The overarching concern that motivates Seneca’s fifth letter is that philosophy, by its very nature, is already contrary to the customary concerns of the “multitude.” Philosophy, in other words, is untimely and at odds with the concerns and motivations that are common to the time in which one lives. It is for this reason, no doubt, that Seneca recognizes that philosophy is already “an object of sufficient scorn,” and hence the philosopher would be best served by avoiding reinforcing this prejudice by willfully living contrary to the norms of society. Unlike the philosopher who broadcasts their untimely status through “repellent attire, unkempt hair, [and a] slovenly beard,” the philosopher should inwardly be “different in all respects” but outwardly “conform to society” if they are to encourage others to the benefits of philosophy. And benefits indeed are to be had, Seneca argues, for philosophy enables a person to live a higher life, a life that is different from the common life, the life of the multitude, but a life that is not contrary to the “fellow-feeling with all men” that comes with the “sympathy and sociability” that philosophy can engender.

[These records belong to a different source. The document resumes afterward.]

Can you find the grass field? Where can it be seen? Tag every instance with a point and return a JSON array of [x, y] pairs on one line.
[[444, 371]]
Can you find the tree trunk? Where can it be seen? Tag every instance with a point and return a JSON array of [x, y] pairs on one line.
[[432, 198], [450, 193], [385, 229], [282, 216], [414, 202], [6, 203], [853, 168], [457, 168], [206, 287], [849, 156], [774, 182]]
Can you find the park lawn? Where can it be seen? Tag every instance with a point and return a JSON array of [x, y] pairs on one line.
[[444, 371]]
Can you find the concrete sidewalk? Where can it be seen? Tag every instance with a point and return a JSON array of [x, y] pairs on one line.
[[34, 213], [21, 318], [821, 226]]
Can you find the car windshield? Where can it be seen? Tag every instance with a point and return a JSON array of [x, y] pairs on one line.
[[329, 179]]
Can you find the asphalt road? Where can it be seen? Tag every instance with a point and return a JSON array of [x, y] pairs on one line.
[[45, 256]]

Philosophy, in short, enables a higher level of adaptability to the present in that it encourages one to think through the relationship with ourselves and others in the present, to take what is “most essentially ours” and “lay hold of today’s task” rather than live with excessive thought for the events of the past or future (see my discussion of letter 1)
If done right, this laying hold of our present is a philosophical task that constitutes what Seneca sees as a “happy medium between the ways of the sage,” who Seneca describes as one who foregoes all of the customary goods of society, including those that can be had “at no great price,” and “the ways of the world at large”—that is, the ways of the multitude whereby one largely engages with the thoughtless pursuit of luxuries and goods without concern for how well they adapt us to the present.
It is in the context of this discussion regarding the philosophical life that is a happy medium between the sage and the common life of the multitude that Seneca brings hope and fear into relationship with one another. Despite being as “dissimilar as they are,” hope and fear “keep step together; fear follows hope.” And they keep step together precisely because both belong, Seneca argues, “to a mind that is in suspense, a mind that is fretted by looking forward to the future.” A result of this fretful suspense that comes with hope and fear, Seneca claims, is that “foresight, the noblest blessing of the human race, becomes perverted.” Without forsaking foresight, therefore, the philosopher is to live a life without hope, or pursue a philosophy with no future in order to fully live with conscious engagement in the present, for the “present alone,” as Seneca closes the letter, “can make no man wretched.”